Top 10 Supermarket Chutneys Rated for Your Christmas Cheeseboard
Best Supermarket Chutneys Tasted and Rated

As the festive season approaches, the quest for the perfect Christmas cheeseboard accompaniment begins. To save you from a culinary pickle, our resident food tester has undertaken the delicious task of sampling ten popular supermarket chutneys, rating them for flavour, texture, and value.

The Verdict: A Surprising Success

Unlike many food tastings, this was a pure joy. The reviewer found that chutney, a heritage recipe largely unchanged for a century, is a product where even industrial-scale versions excel. The formula is simple: typically just fruit, sugar, and vinegar, with sugar acting as the primary preservative, making artificial additives largely unnecessary.

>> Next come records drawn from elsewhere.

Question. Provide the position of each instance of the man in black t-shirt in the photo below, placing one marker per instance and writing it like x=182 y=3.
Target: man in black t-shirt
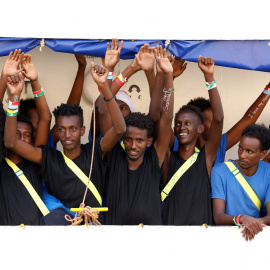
x=133 y=194
x=60 y=180
x=189 y=200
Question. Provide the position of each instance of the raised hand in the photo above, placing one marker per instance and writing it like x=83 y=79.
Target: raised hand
x=179 y=66
x=81 y=59
x=29 y=70
x=162 y=60
x=15 y=84
x=11 y=66
x=99 y=74
x=145 y=58
x=206 y=64
x=112 y=55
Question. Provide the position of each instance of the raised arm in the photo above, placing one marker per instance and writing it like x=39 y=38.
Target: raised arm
x=21 y=147
x=114 y=134
x=250 y=117
x=11 y=67
x=207 y=67
x=112 y=57
x=163 y=139
x=43 y=110
x=77 y=89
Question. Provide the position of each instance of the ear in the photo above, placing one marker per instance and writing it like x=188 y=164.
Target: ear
x=82 y=130
x=201 y=128
x=149 y=141
x=263 y=154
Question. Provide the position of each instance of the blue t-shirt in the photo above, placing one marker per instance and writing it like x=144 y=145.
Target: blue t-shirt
x=220 y=152
x=226 y=187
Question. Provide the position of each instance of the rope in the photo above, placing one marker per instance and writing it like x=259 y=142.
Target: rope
x=87 y=214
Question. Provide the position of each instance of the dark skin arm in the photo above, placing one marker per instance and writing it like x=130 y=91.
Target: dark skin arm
x=250 y=117
x=43 y=110
x=114 y=134
x=16 y=145
x=11 y=67
x=162 y=142
x=252 y=225
x=207 y=67
x=77 y=88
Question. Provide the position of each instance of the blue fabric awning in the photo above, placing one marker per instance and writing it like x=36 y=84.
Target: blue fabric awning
x=250 y=54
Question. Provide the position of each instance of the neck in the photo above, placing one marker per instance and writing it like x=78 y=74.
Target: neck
x=200 y=142
x=16 y=159
x=186 y=151
x=74 y=153
x=247 y=171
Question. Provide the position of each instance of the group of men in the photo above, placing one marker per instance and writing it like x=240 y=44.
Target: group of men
x=140 y=168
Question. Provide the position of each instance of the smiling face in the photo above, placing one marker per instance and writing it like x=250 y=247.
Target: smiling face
x=124 y=108
x=69 y=131
x=136 y=141
x=249 y=152
x=187 y=127
x=24 y=132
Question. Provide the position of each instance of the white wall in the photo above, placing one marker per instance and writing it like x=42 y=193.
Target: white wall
x=132 y=247
x=238 y=88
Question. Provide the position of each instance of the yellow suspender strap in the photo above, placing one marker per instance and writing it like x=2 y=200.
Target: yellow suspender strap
x=165 y=192
x=82 y=177
x=19 y=173
x=243 y=182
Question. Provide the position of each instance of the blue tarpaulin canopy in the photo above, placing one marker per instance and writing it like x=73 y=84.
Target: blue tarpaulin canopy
x=250 y=54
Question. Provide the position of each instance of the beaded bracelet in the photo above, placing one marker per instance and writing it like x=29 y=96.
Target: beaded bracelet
x=266 y=90
x=211 y=85
x=38 y=93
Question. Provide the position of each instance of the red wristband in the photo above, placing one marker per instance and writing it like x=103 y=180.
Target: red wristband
x=119 y=82
x=238 y=219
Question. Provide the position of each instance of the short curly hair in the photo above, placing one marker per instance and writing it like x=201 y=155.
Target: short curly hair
x=259 y=132
x=141 y=121
x=200 y=102
x=67 y=110
x=192 y=108
x=25 y=105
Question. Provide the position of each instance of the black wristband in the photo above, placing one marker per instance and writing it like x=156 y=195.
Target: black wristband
x=109 y=99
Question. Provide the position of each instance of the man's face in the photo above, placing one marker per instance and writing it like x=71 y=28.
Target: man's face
x=124 y=108
x=249 y=152
x=69 y=131
x=33 y=117
x=187 y=127
x=207 y=119
x=24 y=132
x=136 y=141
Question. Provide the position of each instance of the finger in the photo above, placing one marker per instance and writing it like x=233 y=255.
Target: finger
x=10 y=55
x=108 y=46
x=113 y=43
x=121 y=46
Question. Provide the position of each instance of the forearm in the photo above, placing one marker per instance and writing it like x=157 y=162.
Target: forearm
x=10 y=134
x=150 y=75
x=76 y=91
x=127 y=73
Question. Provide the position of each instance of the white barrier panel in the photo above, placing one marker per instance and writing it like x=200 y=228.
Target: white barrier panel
x=132 y=247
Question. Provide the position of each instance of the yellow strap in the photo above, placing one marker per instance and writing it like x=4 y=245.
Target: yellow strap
x=19 y=173
x=165 y=192
x=82 y=177
x=245 y=185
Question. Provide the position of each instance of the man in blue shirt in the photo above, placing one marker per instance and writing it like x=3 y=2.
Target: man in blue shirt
x=232 y=202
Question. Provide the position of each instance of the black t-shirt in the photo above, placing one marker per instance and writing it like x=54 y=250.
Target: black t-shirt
x=64 y=184
x=189 y=201
x=133 y=197
x=17 y=206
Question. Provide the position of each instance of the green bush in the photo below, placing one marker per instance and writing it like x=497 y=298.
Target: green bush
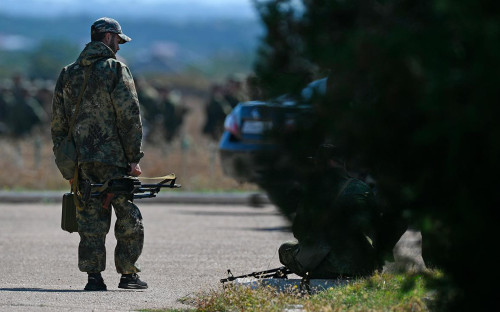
x=412 y=97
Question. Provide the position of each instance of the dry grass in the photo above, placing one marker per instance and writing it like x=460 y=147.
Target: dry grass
x=28 y=163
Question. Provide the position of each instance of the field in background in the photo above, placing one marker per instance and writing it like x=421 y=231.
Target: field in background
x=28 y=163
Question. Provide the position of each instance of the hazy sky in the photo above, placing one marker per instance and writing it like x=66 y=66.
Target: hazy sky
x=131 y=8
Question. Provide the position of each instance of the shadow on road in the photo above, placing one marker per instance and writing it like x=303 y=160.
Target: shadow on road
x=227 y=213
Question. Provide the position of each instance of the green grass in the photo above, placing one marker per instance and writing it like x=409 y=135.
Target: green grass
x=380 y=292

Almost all the products sampled scored highly, making it genuinely difficult to pick a winner. However, a significant black hole was noted regarding provenance and sustainability. Most brands provided almost zero information about ingredient origins or growing practices. A notable exception was Tracklements, which stands out with its B Corp status and clear sustainability commitments.

The Top Picks

After extensive dipping, spreading, and dolloping, two chutneys rose to the top for different reasons.

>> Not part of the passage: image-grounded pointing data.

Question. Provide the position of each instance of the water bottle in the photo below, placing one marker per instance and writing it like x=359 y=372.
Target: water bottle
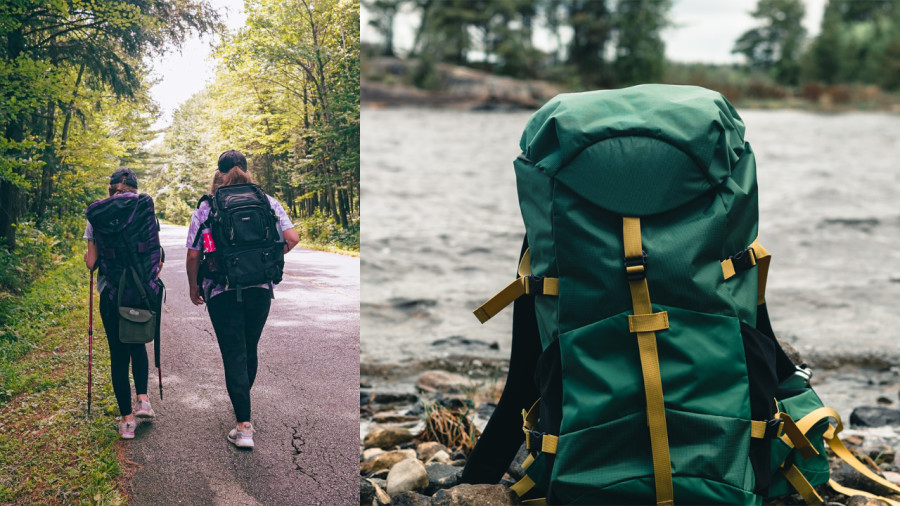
x=208 y=244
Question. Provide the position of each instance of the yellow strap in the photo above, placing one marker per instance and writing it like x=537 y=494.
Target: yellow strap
x=530 y=417
x=523 y=486
x=801 y=484
x=850 y=492
x=528 y=461
x=795 y=437
x=656 y=413
x=648 y=322
x=841 y=451
x=521 y=286
x=761 y=259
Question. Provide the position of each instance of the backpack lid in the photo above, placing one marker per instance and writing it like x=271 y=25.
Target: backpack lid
x=112 y=214
x=639 y=150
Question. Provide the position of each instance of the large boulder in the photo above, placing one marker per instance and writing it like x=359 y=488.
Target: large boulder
x=385 y=460
x=443 y=381
x=474 y=495
x=407 y=476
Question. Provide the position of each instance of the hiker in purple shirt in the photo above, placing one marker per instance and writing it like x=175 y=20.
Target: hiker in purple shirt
x=238 y=315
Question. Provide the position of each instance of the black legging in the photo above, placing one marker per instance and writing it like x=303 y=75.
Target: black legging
x=238 y=326
x=120 y=354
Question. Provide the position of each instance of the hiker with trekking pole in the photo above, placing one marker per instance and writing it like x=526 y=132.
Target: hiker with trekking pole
x=236 y=245
x=123 y=245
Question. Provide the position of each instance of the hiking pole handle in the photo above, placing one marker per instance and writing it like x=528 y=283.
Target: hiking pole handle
x=90 y=339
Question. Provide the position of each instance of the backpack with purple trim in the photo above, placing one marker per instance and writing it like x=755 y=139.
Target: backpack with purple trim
x=126 y=232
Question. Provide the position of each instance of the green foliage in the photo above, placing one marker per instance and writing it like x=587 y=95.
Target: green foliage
x=50 y=452
x=777 y=44
x=287 y=96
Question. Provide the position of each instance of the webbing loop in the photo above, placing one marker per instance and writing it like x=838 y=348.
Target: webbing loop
x=656 y=411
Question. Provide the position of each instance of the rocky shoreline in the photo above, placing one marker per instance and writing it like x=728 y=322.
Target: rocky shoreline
x=401 y=463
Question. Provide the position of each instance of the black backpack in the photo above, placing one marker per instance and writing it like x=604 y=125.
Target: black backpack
x=126 y=233
x=249 y=249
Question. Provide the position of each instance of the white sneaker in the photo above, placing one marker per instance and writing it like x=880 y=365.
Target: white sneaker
x=126 y=429
x=241 y=439
x=142 y=409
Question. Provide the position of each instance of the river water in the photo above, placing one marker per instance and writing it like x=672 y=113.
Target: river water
x=443 y=230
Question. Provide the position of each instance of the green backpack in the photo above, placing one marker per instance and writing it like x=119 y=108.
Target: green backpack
x=660 y=378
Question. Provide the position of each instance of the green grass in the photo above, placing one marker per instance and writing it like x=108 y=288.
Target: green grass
x=50 y=451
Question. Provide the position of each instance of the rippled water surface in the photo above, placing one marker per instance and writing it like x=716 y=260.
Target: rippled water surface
x=443 y=230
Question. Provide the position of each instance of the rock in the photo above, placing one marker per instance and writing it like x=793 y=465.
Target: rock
x=791 y=352
x=381 y=497
x=427 y=449
x=486 y=409
x=884 y=454
x=393 y=418
x=410 y=499
x=371 y=453
x=366 y=492
x=386 y=460
x=892 y=476
x=874 y=416
x=861 y=500
x=474 y=495
x=441 y=476
x=441 y=456
x=393 y=397
x=407 y=475
x=515 y=467
x=387 y=438
x=442 y=381
x=851 y=478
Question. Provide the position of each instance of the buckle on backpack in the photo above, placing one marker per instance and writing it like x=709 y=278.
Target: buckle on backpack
x=744 y=260
x=636 y=267
x=773 y=428
x=534 y=285
x=535 y=440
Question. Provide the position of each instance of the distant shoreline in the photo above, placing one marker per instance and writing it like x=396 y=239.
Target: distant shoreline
x=387 y=83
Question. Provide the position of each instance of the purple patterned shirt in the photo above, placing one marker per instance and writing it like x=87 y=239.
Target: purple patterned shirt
x=200 y=216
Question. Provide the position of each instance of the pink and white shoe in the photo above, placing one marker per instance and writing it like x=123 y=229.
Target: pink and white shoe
x=126 y=429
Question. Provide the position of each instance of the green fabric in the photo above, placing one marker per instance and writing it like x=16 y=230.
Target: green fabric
x=674 y=156
x=814 y=469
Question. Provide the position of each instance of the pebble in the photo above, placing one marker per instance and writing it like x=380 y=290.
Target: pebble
x=386 y=460
x=441 y=456
x=474 y=495
x=443 y=381
x=425 y=450
x=366 y=491
x=407 y=475
x=381 y=497
x=874 y=416
x=410 y=499
x=371 y=453
x=387 y=438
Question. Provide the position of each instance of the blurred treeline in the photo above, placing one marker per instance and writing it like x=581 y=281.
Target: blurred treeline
x=589 y=44
x=74 y=106
x=286 y=94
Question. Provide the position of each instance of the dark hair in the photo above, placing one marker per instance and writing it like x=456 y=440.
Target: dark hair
x=232 y=158
x=231 y=177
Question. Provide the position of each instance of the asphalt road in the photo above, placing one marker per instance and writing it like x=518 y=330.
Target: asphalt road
x=305 y=400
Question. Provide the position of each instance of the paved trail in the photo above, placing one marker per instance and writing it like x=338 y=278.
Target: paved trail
x=305 y=399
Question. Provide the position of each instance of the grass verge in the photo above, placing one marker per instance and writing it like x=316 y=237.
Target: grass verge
x=50 y=451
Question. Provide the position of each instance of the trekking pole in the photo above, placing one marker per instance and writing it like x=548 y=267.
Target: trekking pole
x=90 y=339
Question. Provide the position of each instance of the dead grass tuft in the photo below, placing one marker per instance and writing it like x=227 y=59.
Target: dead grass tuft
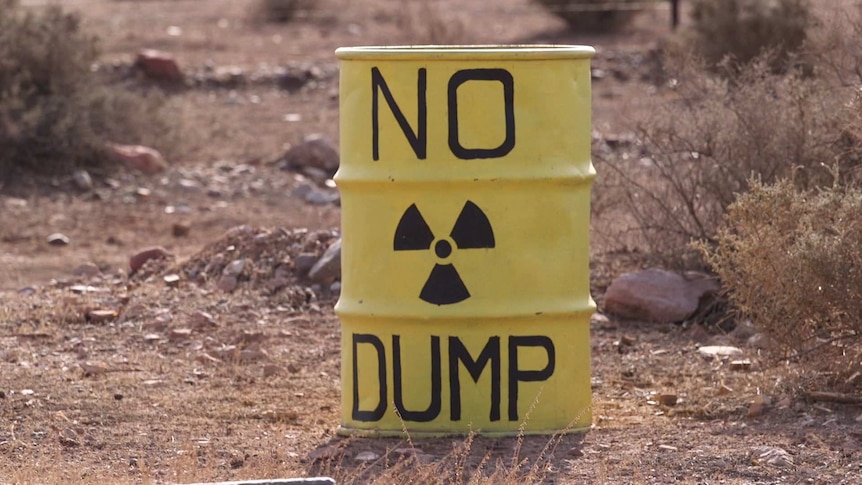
x=709 y=136
x=594 y=16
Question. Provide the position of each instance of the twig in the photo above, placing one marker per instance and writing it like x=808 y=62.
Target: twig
x=834 y=397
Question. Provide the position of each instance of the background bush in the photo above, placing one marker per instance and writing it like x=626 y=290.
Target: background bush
x=597 y=20
x=56 y=114
x=281 y=11
x=743 y=29
x=705 y=140
x=792 y=260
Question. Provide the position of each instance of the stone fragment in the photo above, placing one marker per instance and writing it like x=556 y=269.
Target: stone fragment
x=366 y=456
x=94 y=368
x=718 y=351
x=772 y=456
x=58 y=239
x=172 y=280
x=315 y=152
x=158 y=65
x=87 y=270
x=101 y=316
x=327 y=269
x=227 y=283
x=657 y=295
x=144 y=159
x=82 y=179
x=179 y=334
x=139 y=259
x=202 y=320
x=270 y=370
x=304 y=262
x=180 y=229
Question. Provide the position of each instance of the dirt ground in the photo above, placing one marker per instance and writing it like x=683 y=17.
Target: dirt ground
x=112 y=378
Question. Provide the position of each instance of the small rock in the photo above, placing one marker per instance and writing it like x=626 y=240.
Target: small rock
x=772 y=456
x=139 y=259
x=69 y=438
x=58 y=239
x=201 y=320
x=316 y=152
x=158 y=65
x=600 y=320
x=270 y=370
x=718 y=351
x=179 y=334
x=723 y=390
x=94 y=368
x=227 y=283
x=304 y=262
x=758 y=407
x=328 y=268
x=180 y=229
x=172 y=280
x=656 y=295
x=87 y=270
x=234 y=268
x=82 y=180
x=366 y=456
x=144 y=159
x=101 y=316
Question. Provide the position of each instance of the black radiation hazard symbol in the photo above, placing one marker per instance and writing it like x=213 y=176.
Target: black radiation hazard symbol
x=472 y=231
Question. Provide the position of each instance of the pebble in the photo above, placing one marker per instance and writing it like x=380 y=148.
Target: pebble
x=58 y=239
x=141 y=258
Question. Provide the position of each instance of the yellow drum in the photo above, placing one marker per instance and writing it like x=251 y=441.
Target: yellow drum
x=465 y=186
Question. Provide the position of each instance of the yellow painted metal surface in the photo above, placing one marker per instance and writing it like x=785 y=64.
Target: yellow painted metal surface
x=465 y=186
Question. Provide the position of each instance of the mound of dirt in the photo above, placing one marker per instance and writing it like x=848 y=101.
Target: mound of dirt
x=270 y=261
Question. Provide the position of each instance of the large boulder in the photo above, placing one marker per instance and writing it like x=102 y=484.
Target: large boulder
x=657 y=295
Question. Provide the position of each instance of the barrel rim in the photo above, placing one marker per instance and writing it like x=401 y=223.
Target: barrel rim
x=467 y=52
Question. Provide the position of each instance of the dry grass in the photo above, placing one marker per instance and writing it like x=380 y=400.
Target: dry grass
x=705 y=141
x=55 y=113
x=741 y=30
x=791 y=261
x=590 y=15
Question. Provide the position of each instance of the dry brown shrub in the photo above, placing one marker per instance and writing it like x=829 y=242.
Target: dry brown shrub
x=792 y=262
x=594 y=16
x=55 y=113
x=709 y=136
x=281 y=11
x=743 y=29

Best Overall: Tesco Finest Spiced Apple & Pear Chutney

Priced at £1.85 for 220g (84p per 100g), this offering was awarded four stars. It's an apple-forward chutney with a rich, orange-brown colour, balanced by warm spices like cinnamon and ginger. Sweetened with sultanas and treacle, it has a smooth yet rough fruit purée texture. The reviewer found it delicious with roast pork, ham, and strong cheese, declaring it well-balanced, versatile, and offering very good value.

Best Bargain: Mrs HS Balls Original Recipe Chutney

This South African chutney, made from peaches and apricots, offers excellent value at roughly half the price of most competitors. Costing £2.35 for 470g (50p per 100g), it is sweet and tangy with subtle spicing and a mild chilli kick. It's saucy with soft fruit chunks and pairs well with cold meats, cheese, or curry. A note of caution: it contains artificial colouring E150d, which the Yuka app flags as a potential concern. It received three stars.

The Honourable Mentions

The tasting panel also highlighted several other exceptional chutneys that deserve a place on your festive table.

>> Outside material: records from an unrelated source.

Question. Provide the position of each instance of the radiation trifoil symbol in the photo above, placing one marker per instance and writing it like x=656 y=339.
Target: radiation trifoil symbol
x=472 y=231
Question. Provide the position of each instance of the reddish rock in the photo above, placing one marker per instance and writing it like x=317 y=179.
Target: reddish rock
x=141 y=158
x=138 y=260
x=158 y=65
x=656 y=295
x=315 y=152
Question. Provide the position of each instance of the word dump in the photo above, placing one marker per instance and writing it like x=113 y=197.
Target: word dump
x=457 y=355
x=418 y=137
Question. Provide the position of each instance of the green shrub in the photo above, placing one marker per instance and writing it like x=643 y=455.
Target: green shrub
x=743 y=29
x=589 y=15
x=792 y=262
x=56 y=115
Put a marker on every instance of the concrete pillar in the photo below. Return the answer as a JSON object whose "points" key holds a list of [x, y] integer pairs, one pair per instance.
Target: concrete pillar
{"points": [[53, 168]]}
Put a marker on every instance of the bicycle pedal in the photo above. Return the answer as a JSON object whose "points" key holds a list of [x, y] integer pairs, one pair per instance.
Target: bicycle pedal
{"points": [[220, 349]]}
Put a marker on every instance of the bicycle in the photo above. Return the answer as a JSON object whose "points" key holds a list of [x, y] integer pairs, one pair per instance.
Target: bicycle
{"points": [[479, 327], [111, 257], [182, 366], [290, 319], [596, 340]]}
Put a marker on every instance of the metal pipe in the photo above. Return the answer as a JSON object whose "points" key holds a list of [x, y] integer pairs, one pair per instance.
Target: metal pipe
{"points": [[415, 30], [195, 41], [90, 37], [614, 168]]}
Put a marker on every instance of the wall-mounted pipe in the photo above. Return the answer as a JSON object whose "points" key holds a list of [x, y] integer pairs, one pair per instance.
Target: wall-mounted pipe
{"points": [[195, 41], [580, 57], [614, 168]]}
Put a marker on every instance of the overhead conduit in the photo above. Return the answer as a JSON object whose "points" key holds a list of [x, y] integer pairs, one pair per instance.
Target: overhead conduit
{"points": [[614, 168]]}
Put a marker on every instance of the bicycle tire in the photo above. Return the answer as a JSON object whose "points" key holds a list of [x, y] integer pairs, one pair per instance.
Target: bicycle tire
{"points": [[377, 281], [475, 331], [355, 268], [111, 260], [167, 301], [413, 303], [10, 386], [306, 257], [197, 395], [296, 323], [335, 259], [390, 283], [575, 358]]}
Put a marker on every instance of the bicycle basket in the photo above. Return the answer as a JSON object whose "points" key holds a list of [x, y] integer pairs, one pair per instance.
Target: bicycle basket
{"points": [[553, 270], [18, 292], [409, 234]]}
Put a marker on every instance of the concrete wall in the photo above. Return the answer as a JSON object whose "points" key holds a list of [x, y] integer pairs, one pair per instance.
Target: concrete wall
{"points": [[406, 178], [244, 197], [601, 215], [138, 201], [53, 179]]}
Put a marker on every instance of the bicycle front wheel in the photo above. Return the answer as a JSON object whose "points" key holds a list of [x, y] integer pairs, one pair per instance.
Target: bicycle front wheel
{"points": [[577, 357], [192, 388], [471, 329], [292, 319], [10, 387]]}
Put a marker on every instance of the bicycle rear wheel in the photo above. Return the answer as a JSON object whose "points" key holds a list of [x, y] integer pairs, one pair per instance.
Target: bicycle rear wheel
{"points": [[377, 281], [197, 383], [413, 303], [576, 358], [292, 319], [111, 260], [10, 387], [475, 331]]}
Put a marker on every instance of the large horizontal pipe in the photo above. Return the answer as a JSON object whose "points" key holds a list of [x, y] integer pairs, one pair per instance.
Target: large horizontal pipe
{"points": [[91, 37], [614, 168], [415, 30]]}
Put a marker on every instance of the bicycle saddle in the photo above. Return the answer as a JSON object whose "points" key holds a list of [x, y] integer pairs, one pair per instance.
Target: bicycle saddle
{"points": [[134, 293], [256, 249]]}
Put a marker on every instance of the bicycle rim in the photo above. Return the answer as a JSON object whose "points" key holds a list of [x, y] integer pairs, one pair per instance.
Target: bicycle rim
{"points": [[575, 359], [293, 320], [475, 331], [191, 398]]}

Tracklements Apple & Cider Brandy Chutney was the only product to receive a perfect five-star rating. It smells homemade and boasts a sweet, tart, fruity flavour from Bramley apples, muscovado sugar, sultanas, and onions. It's gently spiced and has a rich, boozy depth from cider brandy. It's very thick with whole sultanas and is perfect with roast pork, ham, cheddar, or paté. It's described as simple, well-crafted, and excellent.

Morrisons The Best Beer-Braised Chutney (£1.50 for 200g) earned four stars for being sweet, rich, and very tangy. It has a distinct flavour from Black Sheep ale and is excellent with a ploughman's lunch, pork pie, or cheese.

Asda Extra Special Caramelised Onion Chutney (£2.42 for 320g) was praised for its wonderfully complex layers of flavour, lifted by white-wine and balsamic vinegars. It's extra thick and saucy, making it good with burgers, hotdogs, or baked camembert.

Other high-scoring contenders included Waitrose Rhubarb, Apple & Ginger Chutney (great with festive poultry), Co-op Irresistible Caramelised Red Onion Chutney (perfect for cheese toasties), Tiptree Hot Gooseberry Chutney (fizzes on the tongue with a spicy aftertaste), and The Bay Tree Cheeseboard Chutney (a complex, high-fruit-content option).

Sainsbury’s Taste the Difference Apple & Pear Chutney rounded out the list with three stars. While it was well-spiced and decent value, the reviewer felt the fruit was a bit undercooked or 'al dente', preferring a more cooked-through texture.